Healthcare-associated infections, also known as healthcare-acquired infections, are infections that occur while a patient is in the hospital. Patients with invasive equipment needs are at high risk for these types of events. These infections are highly preventable and are tracked by many healthcare facilities to reduce the incidence of occurrence. Understand each of the following healthcare-associated infections, how to prevent them, and how to treat them in preparing for your exam.

Central Line-Associated Bloodstream Infections (CLABSI)

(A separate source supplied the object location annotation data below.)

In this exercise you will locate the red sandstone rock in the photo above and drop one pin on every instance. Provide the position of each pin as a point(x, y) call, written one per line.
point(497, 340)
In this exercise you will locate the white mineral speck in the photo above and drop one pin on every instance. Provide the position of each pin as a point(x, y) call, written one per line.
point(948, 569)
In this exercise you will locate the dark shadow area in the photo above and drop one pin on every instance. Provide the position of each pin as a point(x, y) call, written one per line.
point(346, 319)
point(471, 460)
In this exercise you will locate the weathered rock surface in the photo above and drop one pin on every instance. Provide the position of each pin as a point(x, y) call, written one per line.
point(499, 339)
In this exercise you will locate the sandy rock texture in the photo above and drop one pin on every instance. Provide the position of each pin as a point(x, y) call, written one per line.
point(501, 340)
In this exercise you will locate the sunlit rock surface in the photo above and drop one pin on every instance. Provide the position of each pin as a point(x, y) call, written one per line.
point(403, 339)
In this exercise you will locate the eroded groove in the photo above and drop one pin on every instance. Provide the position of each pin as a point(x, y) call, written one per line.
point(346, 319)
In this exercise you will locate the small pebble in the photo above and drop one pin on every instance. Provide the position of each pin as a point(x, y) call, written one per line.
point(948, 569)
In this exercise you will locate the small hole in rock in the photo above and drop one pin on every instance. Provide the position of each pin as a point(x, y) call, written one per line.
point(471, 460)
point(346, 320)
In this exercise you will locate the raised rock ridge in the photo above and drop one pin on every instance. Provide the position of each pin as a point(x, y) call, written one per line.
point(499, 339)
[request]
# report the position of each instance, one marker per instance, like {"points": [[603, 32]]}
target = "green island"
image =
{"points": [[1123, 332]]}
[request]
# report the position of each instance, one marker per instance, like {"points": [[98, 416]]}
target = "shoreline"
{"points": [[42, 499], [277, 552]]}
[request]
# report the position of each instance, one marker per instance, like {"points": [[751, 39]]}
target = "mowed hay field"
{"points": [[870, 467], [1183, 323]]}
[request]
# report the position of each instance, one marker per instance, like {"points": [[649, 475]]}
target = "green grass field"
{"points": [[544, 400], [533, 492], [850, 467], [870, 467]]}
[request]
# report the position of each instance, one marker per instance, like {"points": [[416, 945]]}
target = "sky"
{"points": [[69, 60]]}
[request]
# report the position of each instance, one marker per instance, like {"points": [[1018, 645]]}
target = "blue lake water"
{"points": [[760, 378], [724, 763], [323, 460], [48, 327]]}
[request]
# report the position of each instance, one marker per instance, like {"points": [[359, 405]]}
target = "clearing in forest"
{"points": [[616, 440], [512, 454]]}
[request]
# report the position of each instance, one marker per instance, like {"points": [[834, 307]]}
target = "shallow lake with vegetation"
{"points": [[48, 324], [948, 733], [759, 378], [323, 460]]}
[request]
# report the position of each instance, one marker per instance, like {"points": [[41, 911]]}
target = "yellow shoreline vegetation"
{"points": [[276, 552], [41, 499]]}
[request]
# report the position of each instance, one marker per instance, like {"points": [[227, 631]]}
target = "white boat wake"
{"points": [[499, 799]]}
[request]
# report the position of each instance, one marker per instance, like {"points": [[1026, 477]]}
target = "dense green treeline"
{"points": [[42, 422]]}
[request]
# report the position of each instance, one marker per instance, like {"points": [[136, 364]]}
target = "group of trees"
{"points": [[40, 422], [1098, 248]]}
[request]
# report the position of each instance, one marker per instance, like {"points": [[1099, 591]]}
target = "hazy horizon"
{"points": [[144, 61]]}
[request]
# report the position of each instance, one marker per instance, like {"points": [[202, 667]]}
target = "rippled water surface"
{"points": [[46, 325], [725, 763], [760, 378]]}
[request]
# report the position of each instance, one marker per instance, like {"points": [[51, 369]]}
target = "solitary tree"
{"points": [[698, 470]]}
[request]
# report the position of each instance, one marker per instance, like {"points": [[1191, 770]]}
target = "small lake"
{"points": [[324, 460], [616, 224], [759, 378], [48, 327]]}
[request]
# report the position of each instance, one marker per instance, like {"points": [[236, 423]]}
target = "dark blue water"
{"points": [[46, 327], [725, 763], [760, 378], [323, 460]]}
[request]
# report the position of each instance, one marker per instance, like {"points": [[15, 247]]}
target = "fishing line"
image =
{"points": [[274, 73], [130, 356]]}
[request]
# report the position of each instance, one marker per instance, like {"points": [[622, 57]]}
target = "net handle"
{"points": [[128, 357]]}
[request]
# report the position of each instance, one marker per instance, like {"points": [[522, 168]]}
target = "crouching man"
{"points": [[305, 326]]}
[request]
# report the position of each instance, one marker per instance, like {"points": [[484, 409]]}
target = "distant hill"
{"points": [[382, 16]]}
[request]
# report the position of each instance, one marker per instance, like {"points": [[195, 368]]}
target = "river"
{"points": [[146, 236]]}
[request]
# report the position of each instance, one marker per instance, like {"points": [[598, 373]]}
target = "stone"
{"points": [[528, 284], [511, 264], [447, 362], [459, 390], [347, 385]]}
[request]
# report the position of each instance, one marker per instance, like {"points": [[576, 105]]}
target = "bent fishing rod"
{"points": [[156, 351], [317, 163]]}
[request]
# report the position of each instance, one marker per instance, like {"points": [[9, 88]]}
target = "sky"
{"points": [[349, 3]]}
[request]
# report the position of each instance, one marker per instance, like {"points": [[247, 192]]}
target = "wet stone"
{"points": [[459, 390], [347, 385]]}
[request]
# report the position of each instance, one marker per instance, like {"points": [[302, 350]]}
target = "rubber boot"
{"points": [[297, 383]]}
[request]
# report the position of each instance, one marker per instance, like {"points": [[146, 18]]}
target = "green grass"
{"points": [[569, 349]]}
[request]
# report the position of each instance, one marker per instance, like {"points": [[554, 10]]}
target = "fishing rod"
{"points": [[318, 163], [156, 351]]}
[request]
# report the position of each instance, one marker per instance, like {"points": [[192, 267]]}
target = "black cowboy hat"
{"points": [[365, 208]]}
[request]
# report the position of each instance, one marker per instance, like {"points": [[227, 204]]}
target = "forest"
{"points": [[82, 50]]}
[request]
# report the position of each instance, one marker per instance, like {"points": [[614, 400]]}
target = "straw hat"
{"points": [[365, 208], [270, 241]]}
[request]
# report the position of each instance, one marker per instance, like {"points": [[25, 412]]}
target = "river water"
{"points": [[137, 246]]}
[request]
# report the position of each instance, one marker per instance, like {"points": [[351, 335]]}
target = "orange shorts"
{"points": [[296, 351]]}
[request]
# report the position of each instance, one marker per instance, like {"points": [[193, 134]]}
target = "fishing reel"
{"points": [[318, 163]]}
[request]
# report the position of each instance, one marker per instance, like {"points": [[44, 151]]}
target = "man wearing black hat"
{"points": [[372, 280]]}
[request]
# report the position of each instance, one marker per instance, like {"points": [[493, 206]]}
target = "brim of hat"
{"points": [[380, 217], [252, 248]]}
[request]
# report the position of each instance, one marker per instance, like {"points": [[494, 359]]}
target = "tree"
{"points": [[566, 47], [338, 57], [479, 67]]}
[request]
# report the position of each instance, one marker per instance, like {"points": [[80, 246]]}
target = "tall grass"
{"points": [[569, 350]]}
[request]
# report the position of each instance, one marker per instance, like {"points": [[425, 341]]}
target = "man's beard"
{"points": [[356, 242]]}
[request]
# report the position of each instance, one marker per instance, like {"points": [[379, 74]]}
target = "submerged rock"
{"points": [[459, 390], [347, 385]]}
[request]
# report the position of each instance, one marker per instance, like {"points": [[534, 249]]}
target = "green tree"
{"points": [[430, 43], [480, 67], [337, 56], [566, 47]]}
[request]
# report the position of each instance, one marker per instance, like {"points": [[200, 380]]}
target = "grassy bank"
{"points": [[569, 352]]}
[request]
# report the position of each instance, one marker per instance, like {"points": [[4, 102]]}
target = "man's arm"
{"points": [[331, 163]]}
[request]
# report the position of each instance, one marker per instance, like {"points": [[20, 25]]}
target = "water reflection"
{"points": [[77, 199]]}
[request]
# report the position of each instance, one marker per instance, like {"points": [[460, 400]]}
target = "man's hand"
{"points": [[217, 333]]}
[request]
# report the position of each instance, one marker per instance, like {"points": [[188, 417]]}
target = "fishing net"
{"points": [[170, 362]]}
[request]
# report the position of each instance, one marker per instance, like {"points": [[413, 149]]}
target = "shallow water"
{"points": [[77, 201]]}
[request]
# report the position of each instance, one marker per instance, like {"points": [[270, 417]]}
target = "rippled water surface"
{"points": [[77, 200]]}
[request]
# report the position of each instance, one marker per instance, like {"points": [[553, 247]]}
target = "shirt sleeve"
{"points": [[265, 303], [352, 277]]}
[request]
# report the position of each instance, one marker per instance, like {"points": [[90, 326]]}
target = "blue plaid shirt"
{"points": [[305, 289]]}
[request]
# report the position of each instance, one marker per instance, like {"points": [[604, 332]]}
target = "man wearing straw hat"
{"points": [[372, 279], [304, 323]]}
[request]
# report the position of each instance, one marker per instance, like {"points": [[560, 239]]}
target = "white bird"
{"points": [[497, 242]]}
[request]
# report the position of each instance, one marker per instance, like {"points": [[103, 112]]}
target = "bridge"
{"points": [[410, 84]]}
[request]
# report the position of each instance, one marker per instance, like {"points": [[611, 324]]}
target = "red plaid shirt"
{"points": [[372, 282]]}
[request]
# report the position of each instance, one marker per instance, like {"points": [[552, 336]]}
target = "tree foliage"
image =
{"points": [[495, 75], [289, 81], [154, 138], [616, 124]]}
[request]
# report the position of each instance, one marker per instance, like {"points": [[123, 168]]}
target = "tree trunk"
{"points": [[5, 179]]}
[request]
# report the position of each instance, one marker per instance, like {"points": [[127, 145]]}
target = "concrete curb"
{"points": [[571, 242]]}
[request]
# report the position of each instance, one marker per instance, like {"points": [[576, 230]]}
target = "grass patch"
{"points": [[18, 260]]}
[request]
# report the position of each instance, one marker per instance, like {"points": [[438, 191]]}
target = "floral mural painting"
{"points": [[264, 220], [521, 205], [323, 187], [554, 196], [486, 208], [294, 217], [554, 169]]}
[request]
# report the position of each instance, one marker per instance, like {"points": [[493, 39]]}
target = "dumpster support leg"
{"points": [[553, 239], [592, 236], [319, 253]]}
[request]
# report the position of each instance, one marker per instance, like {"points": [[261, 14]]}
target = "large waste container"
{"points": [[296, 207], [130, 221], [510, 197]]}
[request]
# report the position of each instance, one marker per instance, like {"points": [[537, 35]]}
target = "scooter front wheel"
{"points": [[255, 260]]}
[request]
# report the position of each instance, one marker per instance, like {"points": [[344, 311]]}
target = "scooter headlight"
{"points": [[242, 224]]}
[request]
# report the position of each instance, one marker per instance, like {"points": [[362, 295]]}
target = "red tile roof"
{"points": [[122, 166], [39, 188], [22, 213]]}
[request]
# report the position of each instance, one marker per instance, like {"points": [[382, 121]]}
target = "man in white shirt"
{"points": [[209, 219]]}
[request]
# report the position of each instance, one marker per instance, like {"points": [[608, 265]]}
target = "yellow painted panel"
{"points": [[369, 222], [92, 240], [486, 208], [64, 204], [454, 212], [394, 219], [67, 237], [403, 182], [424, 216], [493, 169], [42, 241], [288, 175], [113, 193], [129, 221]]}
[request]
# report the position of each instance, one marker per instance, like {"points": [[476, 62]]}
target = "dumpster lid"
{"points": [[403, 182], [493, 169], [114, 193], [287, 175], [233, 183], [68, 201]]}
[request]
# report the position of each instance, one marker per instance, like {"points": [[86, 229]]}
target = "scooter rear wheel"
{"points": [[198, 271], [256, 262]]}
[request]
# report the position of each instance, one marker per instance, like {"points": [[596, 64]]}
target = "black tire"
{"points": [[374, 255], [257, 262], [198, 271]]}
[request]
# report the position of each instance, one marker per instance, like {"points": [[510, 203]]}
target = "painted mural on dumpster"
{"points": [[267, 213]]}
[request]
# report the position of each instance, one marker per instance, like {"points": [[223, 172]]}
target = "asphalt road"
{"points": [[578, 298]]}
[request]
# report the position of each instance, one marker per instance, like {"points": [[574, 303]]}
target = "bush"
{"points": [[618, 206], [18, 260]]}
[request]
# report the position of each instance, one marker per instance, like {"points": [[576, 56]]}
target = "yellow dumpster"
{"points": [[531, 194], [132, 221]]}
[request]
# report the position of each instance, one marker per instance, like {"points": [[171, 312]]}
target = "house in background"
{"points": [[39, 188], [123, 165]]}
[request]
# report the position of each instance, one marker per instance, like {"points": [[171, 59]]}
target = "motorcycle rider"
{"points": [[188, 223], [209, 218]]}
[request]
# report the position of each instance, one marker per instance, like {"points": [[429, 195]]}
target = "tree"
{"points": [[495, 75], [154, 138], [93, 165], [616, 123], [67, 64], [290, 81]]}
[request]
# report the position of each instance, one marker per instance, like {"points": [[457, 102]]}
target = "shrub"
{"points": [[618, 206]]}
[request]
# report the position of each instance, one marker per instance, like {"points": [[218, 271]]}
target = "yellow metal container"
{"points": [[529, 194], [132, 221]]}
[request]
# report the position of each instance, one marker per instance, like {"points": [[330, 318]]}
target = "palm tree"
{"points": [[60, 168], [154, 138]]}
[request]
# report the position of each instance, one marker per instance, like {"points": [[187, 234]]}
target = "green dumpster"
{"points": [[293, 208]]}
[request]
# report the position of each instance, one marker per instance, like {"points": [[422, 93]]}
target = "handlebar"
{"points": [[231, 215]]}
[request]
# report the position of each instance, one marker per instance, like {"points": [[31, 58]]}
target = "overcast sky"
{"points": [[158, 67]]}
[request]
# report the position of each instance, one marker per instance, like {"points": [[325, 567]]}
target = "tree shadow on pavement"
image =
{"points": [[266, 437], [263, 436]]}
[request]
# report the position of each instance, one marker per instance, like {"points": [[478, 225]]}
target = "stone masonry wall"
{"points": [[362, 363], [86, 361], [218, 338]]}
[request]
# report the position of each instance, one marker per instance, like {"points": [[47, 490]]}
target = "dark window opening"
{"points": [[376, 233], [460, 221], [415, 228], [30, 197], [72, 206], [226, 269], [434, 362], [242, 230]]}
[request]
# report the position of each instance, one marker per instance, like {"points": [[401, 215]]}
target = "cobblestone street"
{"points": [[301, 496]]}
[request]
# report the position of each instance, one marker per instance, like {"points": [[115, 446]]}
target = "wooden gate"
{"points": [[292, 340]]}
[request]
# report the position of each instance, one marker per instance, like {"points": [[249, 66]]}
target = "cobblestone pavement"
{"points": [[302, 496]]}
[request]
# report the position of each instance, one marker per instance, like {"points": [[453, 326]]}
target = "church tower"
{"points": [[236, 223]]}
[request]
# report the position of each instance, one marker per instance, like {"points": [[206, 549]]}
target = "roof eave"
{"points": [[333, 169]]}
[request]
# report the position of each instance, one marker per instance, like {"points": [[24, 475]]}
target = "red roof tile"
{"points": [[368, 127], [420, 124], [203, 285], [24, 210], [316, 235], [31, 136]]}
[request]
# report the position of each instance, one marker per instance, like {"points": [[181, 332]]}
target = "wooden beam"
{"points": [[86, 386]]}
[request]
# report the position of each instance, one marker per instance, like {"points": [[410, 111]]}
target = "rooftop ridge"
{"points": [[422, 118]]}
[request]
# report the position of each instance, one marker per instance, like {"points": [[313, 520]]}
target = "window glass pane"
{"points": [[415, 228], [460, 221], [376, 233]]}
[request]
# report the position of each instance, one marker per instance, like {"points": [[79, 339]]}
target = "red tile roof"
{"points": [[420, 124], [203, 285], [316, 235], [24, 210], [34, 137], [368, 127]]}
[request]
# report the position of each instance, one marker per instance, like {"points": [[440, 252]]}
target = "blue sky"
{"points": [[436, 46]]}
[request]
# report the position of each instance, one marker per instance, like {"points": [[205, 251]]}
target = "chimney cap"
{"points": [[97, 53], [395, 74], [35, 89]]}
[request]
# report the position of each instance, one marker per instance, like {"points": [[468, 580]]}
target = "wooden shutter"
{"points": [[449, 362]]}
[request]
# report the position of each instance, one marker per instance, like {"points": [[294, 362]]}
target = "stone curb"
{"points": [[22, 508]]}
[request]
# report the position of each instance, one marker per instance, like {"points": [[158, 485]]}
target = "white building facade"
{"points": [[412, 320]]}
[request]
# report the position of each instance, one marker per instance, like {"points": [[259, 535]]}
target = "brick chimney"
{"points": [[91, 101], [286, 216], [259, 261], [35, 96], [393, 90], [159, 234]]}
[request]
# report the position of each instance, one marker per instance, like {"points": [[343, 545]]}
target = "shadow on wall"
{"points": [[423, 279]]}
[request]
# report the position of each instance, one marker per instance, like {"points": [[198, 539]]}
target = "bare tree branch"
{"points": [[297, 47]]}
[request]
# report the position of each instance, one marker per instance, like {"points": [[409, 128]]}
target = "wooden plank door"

A central line-associated bloodstream infection (CLABSI) is defined as an infection that is introduced via a central venous catheter. It can be diagnosed when lab work confirms a new bloodstream infection at least two days following the insertion of a central line catheter. Central venous catheters in the intensive care unit are common and used for antibiotics, fluids, parenteral nutrition, and other intravenous medications.

Symptoms of CLABSI include hypotension, fever, chills, erythema, edema at the site, tachycardia, purulent drainage, and pain or tenderness at the catheter site. Diagnosis can be made with laboratory tests, including blood cultures and CBC. Patients will be treated with antibiotics based on the culture results. When possible, infected catheters should be removed to prevent further or future infections.

CLABSI events can significantly impact a patient and their health. They increase a patient’s hospital stay. Infections will need to be treated with antibiotics, and other supportive medications, such as vasopressors, may also need to be used. If not treated promptly or if other complications develop, patients greatly increase their mortality rate when CLABSI occurs.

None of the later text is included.